Uganda Radio Network
- Company type: Private
- Industry: News media
- Founded: January 1, 2005; 21 years ago
- Area served: Uganda
- Key people: Samuel Gummah Nabaasa Country Director
- Products: News agency
- Website: Homepage

= Uganda Radio Network =

Ugandan media

The Uganda Radio Network (URN) is an independent Ugandan subscription-based news agency headquartered in Kampala.

==Location==
The headquarters of URN are located off Mawanda Road, in the Kamwookya neighborhood of Kampala, the capital and largest city of Uganda.
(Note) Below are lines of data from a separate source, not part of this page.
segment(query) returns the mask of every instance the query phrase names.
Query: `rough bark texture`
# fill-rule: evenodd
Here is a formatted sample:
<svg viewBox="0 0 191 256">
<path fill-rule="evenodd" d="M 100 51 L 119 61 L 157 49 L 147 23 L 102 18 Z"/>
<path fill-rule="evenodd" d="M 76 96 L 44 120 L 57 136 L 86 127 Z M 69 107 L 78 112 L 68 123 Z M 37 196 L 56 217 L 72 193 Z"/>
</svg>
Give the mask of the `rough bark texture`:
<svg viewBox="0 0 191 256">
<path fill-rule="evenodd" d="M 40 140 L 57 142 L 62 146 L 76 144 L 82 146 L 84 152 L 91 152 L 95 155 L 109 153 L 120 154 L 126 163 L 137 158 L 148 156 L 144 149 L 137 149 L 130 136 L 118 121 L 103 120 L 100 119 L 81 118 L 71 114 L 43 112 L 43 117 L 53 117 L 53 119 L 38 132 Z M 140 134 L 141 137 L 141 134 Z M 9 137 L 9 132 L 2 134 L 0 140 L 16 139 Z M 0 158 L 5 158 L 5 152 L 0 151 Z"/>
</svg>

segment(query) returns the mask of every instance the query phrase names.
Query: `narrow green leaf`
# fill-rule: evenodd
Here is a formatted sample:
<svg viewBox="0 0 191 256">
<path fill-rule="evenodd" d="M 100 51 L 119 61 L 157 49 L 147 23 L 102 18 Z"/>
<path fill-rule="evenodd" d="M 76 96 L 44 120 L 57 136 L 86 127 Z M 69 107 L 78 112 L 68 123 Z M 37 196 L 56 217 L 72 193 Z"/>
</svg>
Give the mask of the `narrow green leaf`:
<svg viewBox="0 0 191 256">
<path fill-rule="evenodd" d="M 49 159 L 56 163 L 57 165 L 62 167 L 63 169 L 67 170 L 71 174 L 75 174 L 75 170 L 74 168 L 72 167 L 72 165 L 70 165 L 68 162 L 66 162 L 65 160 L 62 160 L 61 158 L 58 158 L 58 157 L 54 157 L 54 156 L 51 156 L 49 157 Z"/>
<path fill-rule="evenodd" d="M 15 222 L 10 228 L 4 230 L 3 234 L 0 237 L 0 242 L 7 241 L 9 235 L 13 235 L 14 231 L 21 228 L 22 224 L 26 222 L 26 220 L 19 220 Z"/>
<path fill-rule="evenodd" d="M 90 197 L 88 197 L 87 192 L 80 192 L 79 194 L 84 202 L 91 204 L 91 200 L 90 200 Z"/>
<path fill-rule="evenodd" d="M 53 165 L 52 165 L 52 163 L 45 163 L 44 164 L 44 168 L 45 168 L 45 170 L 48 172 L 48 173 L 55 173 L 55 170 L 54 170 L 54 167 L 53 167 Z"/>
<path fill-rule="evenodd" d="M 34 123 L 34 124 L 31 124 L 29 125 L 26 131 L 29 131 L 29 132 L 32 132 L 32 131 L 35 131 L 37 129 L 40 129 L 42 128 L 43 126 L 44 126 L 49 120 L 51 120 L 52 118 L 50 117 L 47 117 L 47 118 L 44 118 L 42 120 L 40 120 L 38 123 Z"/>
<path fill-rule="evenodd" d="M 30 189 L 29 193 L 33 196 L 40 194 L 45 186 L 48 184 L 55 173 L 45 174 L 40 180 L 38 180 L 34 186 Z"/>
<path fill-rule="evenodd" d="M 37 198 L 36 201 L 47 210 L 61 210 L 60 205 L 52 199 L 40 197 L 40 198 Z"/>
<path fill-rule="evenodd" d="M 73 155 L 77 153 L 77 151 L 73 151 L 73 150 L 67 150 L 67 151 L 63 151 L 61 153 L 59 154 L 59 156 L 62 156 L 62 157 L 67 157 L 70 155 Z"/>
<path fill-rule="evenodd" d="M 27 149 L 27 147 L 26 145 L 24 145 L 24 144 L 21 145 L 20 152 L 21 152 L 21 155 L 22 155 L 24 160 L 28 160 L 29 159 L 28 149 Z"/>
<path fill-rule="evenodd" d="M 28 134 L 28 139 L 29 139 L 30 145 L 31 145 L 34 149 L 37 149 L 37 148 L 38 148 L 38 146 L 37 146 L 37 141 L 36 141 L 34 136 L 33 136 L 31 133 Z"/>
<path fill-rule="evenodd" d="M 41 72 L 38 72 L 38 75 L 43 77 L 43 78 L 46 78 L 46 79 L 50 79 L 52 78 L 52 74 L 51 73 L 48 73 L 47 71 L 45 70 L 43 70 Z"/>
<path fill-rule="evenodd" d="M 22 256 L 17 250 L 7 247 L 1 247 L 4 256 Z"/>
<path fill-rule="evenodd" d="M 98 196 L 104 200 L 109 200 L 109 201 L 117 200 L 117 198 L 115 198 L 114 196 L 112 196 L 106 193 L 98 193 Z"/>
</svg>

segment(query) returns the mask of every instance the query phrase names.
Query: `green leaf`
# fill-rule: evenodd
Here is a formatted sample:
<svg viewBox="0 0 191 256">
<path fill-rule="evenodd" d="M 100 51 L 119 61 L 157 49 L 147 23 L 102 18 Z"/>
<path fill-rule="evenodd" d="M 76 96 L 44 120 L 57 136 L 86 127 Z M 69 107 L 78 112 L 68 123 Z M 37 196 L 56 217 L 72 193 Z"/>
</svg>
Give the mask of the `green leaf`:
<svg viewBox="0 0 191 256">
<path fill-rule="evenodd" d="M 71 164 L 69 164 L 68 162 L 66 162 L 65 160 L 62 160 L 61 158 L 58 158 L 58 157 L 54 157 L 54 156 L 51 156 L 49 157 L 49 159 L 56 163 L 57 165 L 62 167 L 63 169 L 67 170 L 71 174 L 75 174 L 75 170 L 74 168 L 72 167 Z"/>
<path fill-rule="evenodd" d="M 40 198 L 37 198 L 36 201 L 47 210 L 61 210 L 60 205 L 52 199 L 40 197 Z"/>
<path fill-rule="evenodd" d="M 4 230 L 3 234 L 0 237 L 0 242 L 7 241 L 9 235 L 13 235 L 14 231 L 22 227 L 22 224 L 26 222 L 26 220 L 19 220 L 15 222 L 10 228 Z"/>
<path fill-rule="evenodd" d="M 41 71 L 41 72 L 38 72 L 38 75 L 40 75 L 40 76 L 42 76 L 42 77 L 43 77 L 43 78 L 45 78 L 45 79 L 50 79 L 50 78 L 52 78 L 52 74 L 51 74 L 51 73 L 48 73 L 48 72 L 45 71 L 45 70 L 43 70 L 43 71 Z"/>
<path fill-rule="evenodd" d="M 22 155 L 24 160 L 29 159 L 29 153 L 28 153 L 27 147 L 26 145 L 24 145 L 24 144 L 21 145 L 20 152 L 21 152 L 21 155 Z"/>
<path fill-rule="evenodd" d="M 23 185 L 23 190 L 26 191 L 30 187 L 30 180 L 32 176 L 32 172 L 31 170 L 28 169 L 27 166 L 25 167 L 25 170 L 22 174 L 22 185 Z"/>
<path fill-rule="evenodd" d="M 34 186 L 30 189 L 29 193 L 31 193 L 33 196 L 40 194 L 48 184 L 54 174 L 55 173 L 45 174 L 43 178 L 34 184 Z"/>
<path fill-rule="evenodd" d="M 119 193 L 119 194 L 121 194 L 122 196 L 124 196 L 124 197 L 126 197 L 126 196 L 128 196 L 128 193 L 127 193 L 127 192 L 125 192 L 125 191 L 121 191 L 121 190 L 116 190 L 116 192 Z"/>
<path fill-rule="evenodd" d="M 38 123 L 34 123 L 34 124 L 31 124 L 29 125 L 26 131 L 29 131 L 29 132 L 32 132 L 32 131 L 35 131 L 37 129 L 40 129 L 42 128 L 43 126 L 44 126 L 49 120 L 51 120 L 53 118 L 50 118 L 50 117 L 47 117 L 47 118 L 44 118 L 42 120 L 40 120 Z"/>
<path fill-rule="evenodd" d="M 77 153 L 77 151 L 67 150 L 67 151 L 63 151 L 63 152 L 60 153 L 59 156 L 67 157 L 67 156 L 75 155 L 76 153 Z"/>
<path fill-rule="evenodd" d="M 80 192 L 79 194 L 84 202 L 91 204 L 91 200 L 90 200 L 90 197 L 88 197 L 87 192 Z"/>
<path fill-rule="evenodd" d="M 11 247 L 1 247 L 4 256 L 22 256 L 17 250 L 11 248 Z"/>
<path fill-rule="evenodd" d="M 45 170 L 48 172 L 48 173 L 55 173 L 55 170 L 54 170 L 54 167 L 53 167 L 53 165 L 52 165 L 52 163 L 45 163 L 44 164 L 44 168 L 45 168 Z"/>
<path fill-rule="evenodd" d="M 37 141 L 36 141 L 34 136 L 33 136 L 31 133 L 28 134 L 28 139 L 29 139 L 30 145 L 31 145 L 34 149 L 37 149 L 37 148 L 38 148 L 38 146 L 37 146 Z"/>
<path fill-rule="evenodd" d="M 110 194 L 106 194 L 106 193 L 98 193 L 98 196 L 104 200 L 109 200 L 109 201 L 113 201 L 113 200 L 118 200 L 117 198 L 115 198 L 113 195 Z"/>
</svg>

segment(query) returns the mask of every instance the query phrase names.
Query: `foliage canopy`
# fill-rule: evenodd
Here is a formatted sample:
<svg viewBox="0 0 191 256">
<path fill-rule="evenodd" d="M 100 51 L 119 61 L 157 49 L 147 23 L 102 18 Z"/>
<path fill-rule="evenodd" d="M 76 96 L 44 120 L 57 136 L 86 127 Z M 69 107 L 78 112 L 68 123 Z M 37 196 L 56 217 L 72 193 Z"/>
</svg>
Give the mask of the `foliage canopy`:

The coordinates of the company headquarters are 0°20'37.0"N 32°35'00.0"E (Latitude:0.343609; Longitude:32.583346). URN maintains news bureaus in 14 major urban centers in Uganda, including Kampala, Arua, Fort Portal, Gulu, Hoima, Jinja, Kabale, Kitgum, Luweero, Masaka, Mbale, Mbarara, Moroto, and Soroti.

==Overview==
URN's news articles and programs are available on a monthly subscription basis in text, audio, and photo formats on the URN website. URN supplies audio, visual, and written news reports and programs to participating radio stations, television stations, newspapers, and other print media in Uganda. In addition to capturing, processing, and disseminating news, URN trains journalists, especially those from disadvantaged communities so that they can become better intermediaries in their dual role of capturing and disseminating news.